Report for Bloated Tables in Postgres and manual mitigation steps
Manually running vacuum Jobs in postgres
Determining what needs to be vacuumed
This report will organize tables by schema in order to plan manual run of vacuuming jobs. The bloat report will only report on table who's bloat is greater than 25% and total storage reclamation is rolled up per schema in order to see where the most bloat is per schema. Actual table sizing information is provided in order to estimate how long these vacuums jobs may take.
select
'<database name>' as db,
coalesce(nspname,'Grand Totals',nspname) AS "schema",
coalesce(nspname || '.' || relname,
'----------------------------------------',
nspname || '.' || relname) as table_name,
pg_size_pretty(sum(pg_total_relation_size(nspname || '.' || relname))) as actual_size,
pg_relation_size(nspname || '.' || relname) a,
pg_size_pretty(sum(pg_total_relation_size(nspname || '.' || relname))) as bloat_size,
pg_size_pretty(sum(pg_total_relation_size(nspname || '.' || relname) - pg_relation_size(nspname || '.' || relname))) as reclaim_size_pretty,
case
when sum(pg_total_relation_size(nspname || '.' || relname)) > 0
then (sum(pg_total_relation_size(nspname || '.' || relname) - pg_relation_size(nspname || '.' || relname)) * 100 / sum(pg_total_relation_size(nspname || '.' || relname)))::integer
else 0
end as bloat_percentage,
sum(pg_total_relation_size(nspname || '.' || relname) - pg_relation_size(nspname || '.' || relname)) as reclaim_size,
'VACUUM FULL VERBOSE ANALYZE ' || nspname || '.' || relname || ';' "sql"
from
pg_class c
join pg_namespace n on
c.relnamespace = n.oid
where
relkind = 'r'
and nspname not like 'pg_%'
and nspname != 'information_schema'
and reltuples > 0
and (pg_total_relation_size(nspname || '.' || relname) - pg_relation_size(nspname || '.' || relname)) *
100 / pg_total_relation_size(nspname || '.' || relname) > 25
-- and pg_relation_size(nspname || '.' || relname) > 10033438720 -- specific size filter
group by
rollup(nspname,
relname)
having
grouping(nspname) = 0
or grouping(relname) = 1
order by
nspname,
case
when grouping(relname) = 0 then 0
else 1
end,
sum(pg_total_relation_size(nspname || '.' || relname)) asc;
Creating SQL Scripts to perform vacuuming runs
Using above report you can organize you vacuum statements into scripts for each schema, the smaller and shorter schema statements can be combined into a single script file to reduce your amount of keyboard time.
-
vacuum_<environment>_<schema>_<devops ticket #>.sql
-
vacuum_other_schemas_<devops ticket #>.sql
file name examples:
vacuum_prod_other_stage_omop_49924.sql
vacuum_source_epic_clarity_49924.sql
vacuum_prod_omop_prod_49924.sql
Preparing devops task
Attaching and placement of SQL scripts
Once the scripts are created simply attach them to your devops tasks and using desktop SMB client create a working directory and also place them on storage1.

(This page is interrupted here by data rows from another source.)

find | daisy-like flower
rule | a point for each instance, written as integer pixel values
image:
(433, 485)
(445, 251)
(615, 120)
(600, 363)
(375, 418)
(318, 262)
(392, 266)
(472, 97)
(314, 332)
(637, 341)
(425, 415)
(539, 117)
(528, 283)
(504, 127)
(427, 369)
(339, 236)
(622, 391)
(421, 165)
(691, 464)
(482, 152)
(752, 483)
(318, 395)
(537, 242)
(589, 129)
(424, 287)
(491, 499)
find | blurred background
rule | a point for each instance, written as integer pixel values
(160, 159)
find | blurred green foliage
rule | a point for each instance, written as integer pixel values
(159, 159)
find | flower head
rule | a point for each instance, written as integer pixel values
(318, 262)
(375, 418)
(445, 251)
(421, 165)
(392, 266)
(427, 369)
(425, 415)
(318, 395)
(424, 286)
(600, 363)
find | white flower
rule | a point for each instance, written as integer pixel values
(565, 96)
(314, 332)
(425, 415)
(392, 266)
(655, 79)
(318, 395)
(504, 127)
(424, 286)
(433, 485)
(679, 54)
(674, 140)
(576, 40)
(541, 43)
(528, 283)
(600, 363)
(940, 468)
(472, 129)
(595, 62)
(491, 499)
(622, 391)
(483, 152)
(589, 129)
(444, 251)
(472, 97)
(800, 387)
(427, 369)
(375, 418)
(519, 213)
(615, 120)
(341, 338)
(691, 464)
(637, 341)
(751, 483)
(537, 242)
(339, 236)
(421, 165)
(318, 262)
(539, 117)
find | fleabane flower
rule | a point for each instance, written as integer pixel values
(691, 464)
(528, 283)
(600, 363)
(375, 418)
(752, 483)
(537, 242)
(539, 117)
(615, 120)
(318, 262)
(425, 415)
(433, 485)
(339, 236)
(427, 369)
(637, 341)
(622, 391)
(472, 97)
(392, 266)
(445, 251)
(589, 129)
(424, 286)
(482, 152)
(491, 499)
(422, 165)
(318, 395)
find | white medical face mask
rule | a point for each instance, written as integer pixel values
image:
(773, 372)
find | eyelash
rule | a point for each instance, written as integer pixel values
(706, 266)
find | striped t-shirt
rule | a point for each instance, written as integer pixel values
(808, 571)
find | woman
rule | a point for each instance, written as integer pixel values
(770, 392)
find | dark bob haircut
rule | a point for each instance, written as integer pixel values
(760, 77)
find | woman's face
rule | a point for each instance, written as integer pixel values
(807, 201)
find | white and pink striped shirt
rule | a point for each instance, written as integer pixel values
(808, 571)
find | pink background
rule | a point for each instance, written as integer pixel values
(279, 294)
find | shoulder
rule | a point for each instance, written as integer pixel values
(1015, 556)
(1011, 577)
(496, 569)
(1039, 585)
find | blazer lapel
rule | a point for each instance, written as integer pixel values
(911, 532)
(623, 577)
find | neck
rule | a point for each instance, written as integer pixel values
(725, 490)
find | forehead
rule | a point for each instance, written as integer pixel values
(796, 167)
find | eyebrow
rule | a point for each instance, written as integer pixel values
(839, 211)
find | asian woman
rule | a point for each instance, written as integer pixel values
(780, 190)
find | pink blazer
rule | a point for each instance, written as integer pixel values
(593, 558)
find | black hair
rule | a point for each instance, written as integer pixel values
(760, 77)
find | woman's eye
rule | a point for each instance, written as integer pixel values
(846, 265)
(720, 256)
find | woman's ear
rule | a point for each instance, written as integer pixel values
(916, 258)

create working directory via SMB:
Create a directory named after your ticket number in the devops folder for the environment you're working in via your SMB explorer or client.
\\storage1.ris.wustl.edu\i2\Active\rdc2_etl\<environment>\devops\<devops ticket #>
Creating Execution Plans for Vacuuming
Buy logging in the RIS compute cluster and using the Lsub script for postgres, the run job command can be used to quickly generate the commands needed execute the sql scripts that are created above.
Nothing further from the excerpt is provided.